MobileRead Forums - View Single Post

LadyKate · 02-09-2014, 03:55 PM

Quote:

Originally Posted by unboggling

His and Her outhouses? Luxury! We had to share one.

Sounds similar to this:

http://daringfireball.net/projects/markdown/

(mentioned in Prefs > Input Options > TXT Input > Markdown)

I did a quick look at the markdown but... does it maintain the italics and bold settings? Didn't notice that.

The freebie tool (not around that I could find but still works well) HTML Book Fixer, strips the excess spans BUT it also manages to remove the italics if they are in a span. Most irritating.

With excess nested spans it is darn near impossible to find the matching open / close tags that refer to italics using regex and a royal pain to "eyeball" the italics in the original.
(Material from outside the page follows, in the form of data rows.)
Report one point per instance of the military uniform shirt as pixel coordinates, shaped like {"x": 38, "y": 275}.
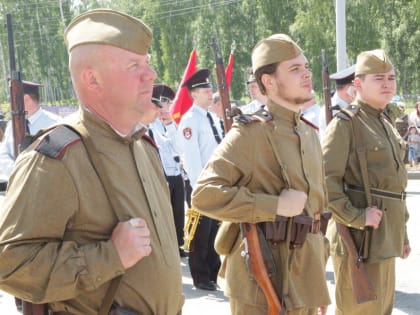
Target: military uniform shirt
{"x": 40, "y": 119}
{"x": 386, "y": 170}
{"x": 59, "y": 249}
{"x": 198, "y": 142}
{"x": 242, "y": 183}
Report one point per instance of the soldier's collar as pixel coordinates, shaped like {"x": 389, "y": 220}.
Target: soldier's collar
{"x": 283, "y": 113}
{"x": 369, "y": 109}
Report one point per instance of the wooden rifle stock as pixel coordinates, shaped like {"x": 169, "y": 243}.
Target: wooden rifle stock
{"x": 16, "y": 93}
{"x": 326, "y": 89}
{"x": 257, "y": 267}
{"x": 255, "y": 258}
{"x": 362, "y": 286}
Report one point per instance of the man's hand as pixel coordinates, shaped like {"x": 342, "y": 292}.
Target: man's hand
{"x": 373, "y": 216}
{"x": 132, "y": 241}
{"x": 291, "y": 202}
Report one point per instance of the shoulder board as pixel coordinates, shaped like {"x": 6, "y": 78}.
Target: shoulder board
{"x": 259, "y": 116}
{"x": 348, "y": 113}
{"x": 55, "y": 143}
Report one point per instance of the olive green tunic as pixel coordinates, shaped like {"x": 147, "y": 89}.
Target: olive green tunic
{"x": 56, "y": 223}
{"x": 386, "y": 171}
{"x": 242, "y": 182}
{"x": 385, "y": 161}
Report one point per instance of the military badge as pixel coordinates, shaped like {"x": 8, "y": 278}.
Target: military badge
{"x": 187, "y": 133}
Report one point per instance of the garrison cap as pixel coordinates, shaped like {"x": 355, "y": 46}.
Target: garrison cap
{"x": 165, "y": 91}
{"x": 31, "y": 87}
{"x": 251, "y": 77}
{"x": 109, "y": 27}
{"x": 274, "y": 49}
{"x": 344, "y": 76}
{"x": 157, "y": 93}
{"x": 200, "y": 79}
{"x": 373, "y": 61}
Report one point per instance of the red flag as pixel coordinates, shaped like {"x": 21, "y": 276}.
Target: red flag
{"x": 228, "y": 70}
{"x": 183, "y": 101}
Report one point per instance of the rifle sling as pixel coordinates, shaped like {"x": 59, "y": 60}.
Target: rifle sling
{"x": 97, "y": 164}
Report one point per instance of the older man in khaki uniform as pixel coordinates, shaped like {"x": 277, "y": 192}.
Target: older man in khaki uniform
{"x": 61, "y": 240}
{"x": 366, "y": 179}
{"x": 269, "y": 171}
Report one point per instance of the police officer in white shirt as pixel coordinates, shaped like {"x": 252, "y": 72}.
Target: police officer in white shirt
{"x": 165, "y": 134}
{"x": 200, "y": 135}
{"x": 36, "y": 119}
{"x": 345, "y": 91}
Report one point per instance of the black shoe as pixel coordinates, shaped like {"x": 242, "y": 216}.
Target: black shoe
{"x": 182, "y": 253}
{"x": 209, "y": 286}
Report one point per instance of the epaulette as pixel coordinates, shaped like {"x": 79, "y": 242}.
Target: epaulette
{"x": 309, "y": 123}
{"x": 55, "y": 143}
{"x": 349, "y": 112}
{"x": 259, "y": 116}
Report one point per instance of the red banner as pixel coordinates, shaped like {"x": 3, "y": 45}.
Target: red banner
{"x": 183, "y": 101}
{"x": 228, "y": 70}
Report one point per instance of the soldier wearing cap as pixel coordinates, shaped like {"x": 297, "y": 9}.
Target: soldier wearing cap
{"x": 251, "y": 177}
{"x": 258, "y": 99}
{"x": 164, "y": 132}
{"x": 344, "y": 90}
{"x": 366, "y": 179}
{"x": 72, "y": 245}
{"x": 200, "y": 135}
{"x": 36, "y": 119}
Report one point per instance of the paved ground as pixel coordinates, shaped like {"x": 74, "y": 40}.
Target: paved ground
{"x": 407, "y": 295}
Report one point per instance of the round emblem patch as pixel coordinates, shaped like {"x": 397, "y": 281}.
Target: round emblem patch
{"x": 187, "y": 133}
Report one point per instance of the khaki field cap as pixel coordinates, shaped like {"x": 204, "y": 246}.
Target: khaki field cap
{"x": 373, "y": 61}
{"x": 276, "y": 48}
{"x": 109, "y": 27}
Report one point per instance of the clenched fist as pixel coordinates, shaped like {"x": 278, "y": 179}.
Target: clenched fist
{"x": 291, "y": 202}
{"x": 132, "y": 241}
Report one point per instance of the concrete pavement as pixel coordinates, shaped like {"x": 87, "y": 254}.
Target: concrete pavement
{"x": 407, "y": 294}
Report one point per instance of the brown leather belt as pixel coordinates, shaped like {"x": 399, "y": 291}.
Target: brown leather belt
{"x": 379, "y": 192}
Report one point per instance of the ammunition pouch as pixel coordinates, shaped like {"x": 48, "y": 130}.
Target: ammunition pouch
{"x": 226, "y": 237}
{"x": 276, "y": 231}
{"x": 301, "y": 226}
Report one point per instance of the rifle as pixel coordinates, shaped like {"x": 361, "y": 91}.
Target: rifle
{"x": 360, "y": 281}
{"x": 16, "y": 93}
{"x": 326, "y": 89}
{"x": 253, "y": 252}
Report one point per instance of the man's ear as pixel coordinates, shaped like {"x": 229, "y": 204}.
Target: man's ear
{"x": 90, "y": 78}
{"x": 267, "y": 81}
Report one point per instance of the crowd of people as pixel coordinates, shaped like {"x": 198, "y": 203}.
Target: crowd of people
{"x": 120, "y": 172}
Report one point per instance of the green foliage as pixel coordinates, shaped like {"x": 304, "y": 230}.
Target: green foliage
{"x": 41, "y": 56}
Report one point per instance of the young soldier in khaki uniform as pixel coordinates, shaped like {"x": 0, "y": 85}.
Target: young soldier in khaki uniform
{"x": 268, "y": 168}
{"x": 381, "y": 151}
{"x": 61, "y": 241}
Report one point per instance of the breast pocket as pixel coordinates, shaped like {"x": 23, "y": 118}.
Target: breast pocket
{"x": 378, "y": 155}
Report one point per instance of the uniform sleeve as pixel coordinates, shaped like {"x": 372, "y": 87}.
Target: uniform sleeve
{"x": 191, "y": 150}
{"x": 221, "y": 191}
{"x": 38, "y": 260}
{"x": 7, "y": 160}
{"x": 336, "y": 147}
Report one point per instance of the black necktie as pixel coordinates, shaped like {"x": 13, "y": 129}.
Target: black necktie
{"x": 150, "y": 132}
{"x": 213, "y": 127}
{"x": 222, "y": 125}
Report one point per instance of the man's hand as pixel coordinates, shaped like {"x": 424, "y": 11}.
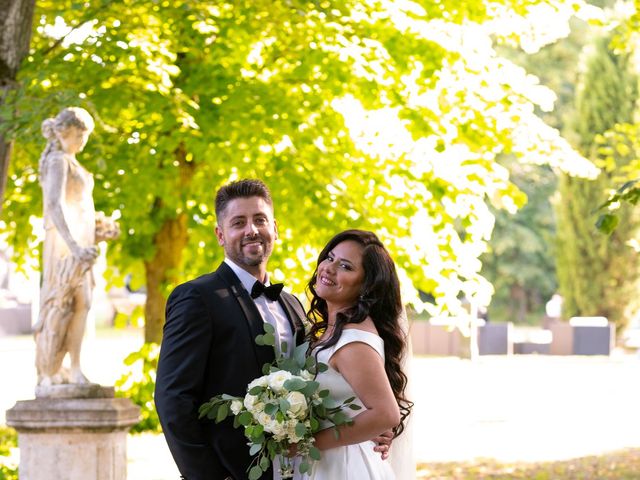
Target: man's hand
{"x": 383, "y": 444}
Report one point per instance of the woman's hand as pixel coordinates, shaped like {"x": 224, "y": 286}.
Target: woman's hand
{"x": 88, "y": 254}
{"x": 383, "y": 444}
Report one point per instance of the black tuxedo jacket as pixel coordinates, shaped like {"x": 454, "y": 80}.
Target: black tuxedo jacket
{"x": 209, "y": 348}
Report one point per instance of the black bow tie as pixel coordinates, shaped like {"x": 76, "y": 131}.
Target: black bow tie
{"x": 272, "y": 292}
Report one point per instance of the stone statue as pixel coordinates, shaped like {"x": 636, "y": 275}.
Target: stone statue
{"x": 72, "y": 231}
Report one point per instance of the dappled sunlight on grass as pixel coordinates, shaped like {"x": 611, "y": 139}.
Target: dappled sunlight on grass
{"x": 619, "y": 465}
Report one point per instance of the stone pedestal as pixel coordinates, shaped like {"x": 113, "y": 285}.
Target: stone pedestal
{"x": 73, "y": 438}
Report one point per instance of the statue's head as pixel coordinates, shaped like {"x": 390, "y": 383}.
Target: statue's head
{"x": 71, "y": 128}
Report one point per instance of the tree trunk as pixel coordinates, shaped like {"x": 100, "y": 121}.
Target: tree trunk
{"x": 161, "y": 270}
{"x": 16, "y": 19}
{"x": 164, "y": 268}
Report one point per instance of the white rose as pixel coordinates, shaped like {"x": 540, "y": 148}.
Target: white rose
{"x": 236, "y": 406}
{"x": 277, "y": 379}
{"x": 297, "y": 404}
{"x": 253, "y": 403}
{"x": 306, "y": 375}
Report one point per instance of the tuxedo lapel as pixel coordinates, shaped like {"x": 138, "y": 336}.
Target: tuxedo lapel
{"x": 251, "y": 315}
{"x": 295, "y": 314}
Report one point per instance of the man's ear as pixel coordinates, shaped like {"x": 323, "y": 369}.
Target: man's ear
{"x": 219, "y": 235}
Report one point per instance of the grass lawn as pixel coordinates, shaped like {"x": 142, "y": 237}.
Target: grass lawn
{"x": 619, "y": 465}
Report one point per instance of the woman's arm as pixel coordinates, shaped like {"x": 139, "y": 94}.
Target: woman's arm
{"x": 54, "y": 179}
{"x": 363, "y": 368}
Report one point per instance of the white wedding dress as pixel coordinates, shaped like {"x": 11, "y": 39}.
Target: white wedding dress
{"x": 358, "y": 461}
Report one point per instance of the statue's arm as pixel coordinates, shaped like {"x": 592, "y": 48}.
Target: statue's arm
{"x": 54, "y": 179}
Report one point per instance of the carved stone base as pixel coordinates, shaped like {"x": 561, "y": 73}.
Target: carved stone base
{"x": 73, "y": 438}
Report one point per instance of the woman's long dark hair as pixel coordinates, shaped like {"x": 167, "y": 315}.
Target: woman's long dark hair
{"x": 379, "y": 299}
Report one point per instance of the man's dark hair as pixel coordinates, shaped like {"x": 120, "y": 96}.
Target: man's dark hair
{"x": 248, "y": 187}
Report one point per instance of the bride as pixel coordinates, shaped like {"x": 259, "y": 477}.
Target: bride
{"x": 356, "y": 310}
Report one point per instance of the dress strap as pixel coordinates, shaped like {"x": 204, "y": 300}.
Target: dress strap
{"x": 351, "y": 335}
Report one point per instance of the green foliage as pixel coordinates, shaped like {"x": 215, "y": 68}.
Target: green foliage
{"x": 599, "y": 275}
{"x": 520, "y": 261}
{"x": 282, "y": 408}
{"x": 138, "y": 384}
{"x": 8, "y": 441}
{"x": 357, "y": 114}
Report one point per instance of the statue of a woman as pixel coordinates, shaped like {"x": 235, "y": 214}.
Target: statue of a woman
{"x": 72, "y": 230}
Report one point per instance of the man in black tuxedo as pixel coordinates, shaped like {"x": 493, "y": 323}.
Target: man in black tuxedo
{"x": 209, "y": 348}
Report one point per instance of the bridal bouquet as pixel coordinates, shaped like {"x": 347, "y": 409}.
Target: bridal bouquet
{"x": 283, "y": 407}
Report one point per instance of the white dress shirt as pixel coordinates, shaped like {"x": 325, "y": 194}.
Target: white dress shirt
{"x": 271, "y": 312}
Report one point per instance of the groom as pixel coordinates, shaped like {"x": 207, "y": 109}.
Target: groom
{"x": 209, "y": 348}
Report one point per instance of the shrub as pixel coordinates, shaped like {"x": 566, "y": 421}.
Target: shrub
{"x": 138, "y": 384}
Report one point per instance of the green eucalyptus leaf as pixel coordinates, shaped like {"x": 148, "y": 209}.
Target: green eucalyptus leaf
{"x": 254, "y": 449}
{"x": 314, "y": 453}
{"x": 255, "y": 473}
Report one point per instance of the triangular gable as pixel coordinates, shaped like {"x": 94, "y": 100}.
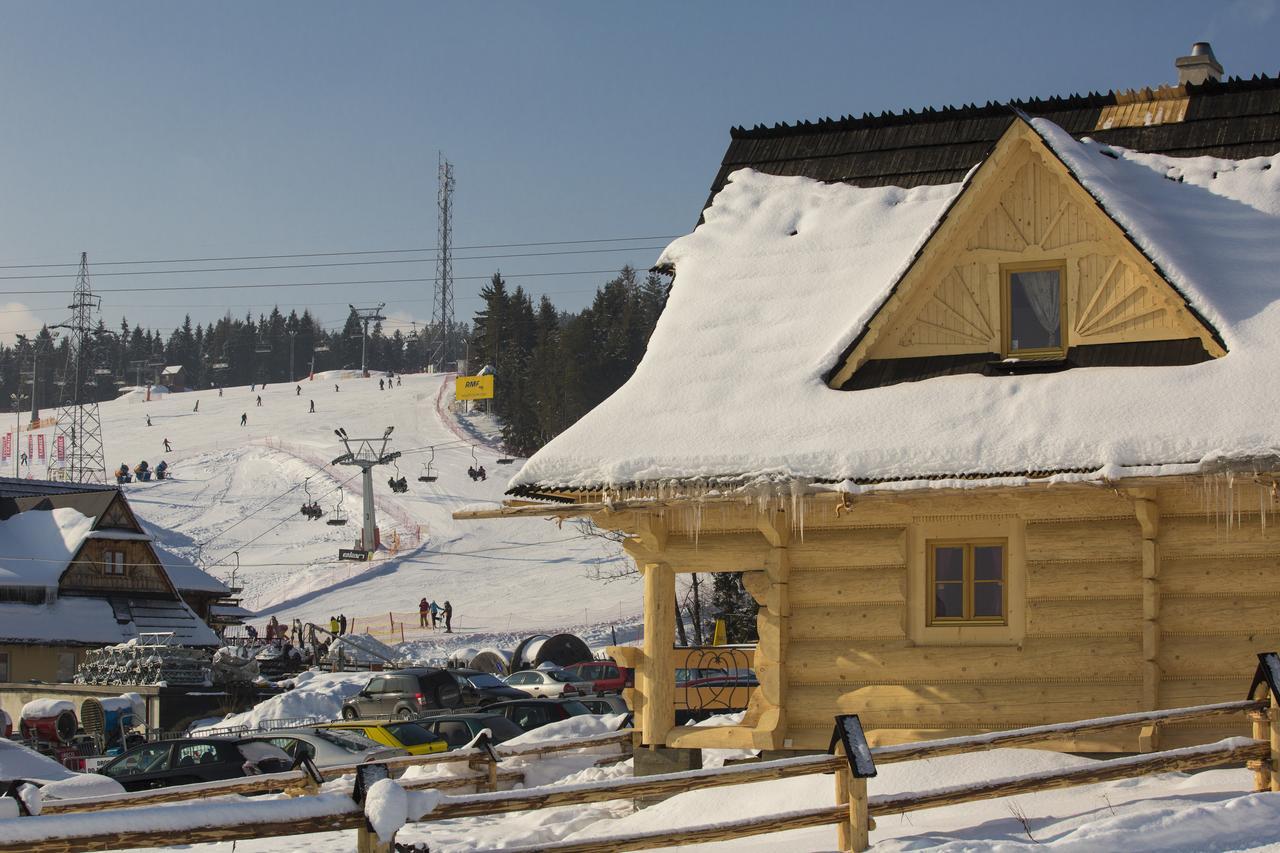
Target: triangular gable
{"x": 1023, "y": 208}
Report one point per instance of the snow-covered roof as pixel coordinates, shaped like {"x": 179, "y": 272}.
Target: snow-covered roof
{"x": 786, "y": 272}
{"x": 36, "y": 546}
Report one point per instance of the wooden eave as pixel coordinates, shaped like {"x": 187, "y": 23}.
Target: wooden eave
{"x": 988, "y": 181}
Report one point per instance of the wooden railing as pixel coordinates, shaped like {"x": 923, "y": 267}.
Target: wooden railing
{"x": 853, "y": 811}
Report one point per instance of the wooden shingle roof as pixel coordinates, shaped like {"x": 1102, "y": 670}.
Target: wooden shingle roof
{"x": 1235, "y": 119}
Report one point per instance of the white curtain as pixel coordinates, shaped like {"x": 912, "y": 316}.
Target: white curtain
{"x": 1043, "y": 295}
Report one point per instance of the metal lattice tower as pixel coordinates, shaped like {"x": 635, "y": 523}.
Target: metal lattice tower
{"x": 80, "y": 427}
{"x": 443, "y": 346}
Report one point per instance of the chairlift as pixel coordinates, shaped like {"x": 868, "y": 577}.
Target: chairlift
{"x": 397, "y": 483}
{"x": 428, "y": 474}
{"x": 310, "y": 507}
{"x": 339, "y": 518}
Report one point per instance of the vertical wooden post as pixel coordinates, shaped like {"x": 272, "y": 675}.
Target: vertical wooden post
{"x": 1261, "y": 731}
{"x": 658, "y": 712}
{"x": 854, "y": 834}
{"x": 368, "y": 840}
{"x": 1275, "y": 743}
{"x": 1148, "y": 519}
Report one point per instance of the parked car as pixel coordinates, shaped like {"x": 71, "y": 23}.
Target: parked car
{"x": 606, "y": 676}
{"x": 549, "y": 683}
{"x": 195, "y": 760}
{"x": 531, "y": 714}
{"x": 401, "y": 734}
{"x": 332, "y": 747}
{"x": 604, "y": 703}
{"x": 484, "y": 688}
{"x": 460, "y": 729}
{"x": 403, "y": 694}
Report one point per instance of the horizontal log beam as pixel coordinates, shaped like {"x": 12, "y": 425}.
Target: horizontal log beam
{"x": 807, "y": 819}
{"x": 1160, "y": 762}
{"x": 1055, "y": 731}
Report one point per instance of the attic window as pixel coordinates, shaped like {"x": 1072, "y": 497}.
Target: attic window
{"x": 1034, "y": 309}
{"x": 113, "y": 562}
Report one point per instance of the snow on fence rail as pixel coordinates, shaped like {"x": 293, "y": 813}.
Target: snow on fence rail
{"x": 853, "y": 812}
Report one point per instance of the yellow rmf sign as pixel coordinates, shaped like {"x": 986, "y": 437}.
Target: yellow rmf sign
{"x": 474, "y": 388}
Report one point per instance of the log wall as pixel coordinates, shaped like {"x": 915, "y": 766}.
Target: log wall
{"x": 1128, "y": 600}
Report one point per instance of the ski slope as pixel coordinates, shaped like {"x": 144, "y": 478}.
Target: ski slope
{"x": 236, "y": 493}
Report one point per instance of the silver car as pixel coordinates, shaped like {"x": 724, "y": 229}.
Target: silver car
{"x": 549, "y": 683}
{"x": 330, "y": 747}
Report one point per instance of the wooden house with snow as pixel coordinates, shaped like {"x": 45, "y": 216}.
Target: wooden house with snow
{"x": 78, "y": 570}
{"x": 984, "y": 404}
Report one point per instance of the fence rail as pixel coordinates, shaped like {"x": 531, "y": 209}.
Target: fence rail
{"x": 853, "y": 812}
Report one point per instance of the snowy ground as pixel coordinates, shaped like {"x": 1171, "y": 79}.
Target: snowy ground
{"x": 503, "y": 578}
{"x": 1206, "y": 811}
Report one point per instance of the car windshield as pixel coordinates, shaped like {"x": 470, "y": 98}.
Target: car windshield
{"x": 410, "y": 733}
{"x": 348, "y": 740}
{"x": 561, "y": 675}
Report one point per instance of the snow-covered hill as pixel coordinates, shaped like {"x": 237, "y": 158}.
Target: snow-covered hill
{"x": 231, "y": 498}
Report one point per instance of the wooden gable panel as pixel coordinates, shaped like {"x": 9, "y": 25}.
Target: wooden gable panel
{"x": 1023, "y": 208}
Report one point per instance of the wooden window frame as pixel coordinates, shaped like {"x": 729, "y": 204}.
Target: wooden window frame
{"x": 967, "y": 582}
{"x": 1006, "y": 309}
{"x": 112, "y": 566}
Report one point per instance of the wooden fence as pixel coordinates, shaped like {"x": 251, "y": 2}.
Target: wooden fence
{"x": 853, "y": 811}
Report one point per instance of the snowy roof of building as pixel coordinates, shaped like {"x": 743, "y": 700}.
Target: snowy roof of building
{"x": 786, "y": 272}
{"x": 36, "y": 546}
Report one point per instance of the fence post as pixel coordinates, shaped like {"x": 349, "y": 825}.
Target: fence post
{"x": 1261, "y": 731}
{"x": 1275, "y": 742}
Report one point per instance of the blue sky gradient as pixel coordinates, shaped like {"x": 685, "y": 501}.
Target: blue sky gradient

I don't know why modern word processors don't allow the option to clean up the underlying code that is used to create pdf and html files. The main reason I find pdf files so hard to clean up is because most were created in a wysiwyg program. From the underlying code I get in the html it is usually word or a word clone that uses the horrid "<p class=MsoNormal><span style='mso-fareast-font-family:"MS Mincho"'>" often skipping the quotes around the class name. (note the font family/name is whatever font the doc used.)

I think all that excess code can lead to problems in conversions when nested too deep. I had one problem caused by not cleaning up a file because I had not noticed that one of the nested div tags was class="chapter" and around the entire chapter and another was class="chapterHead" and around the Chapter whatever.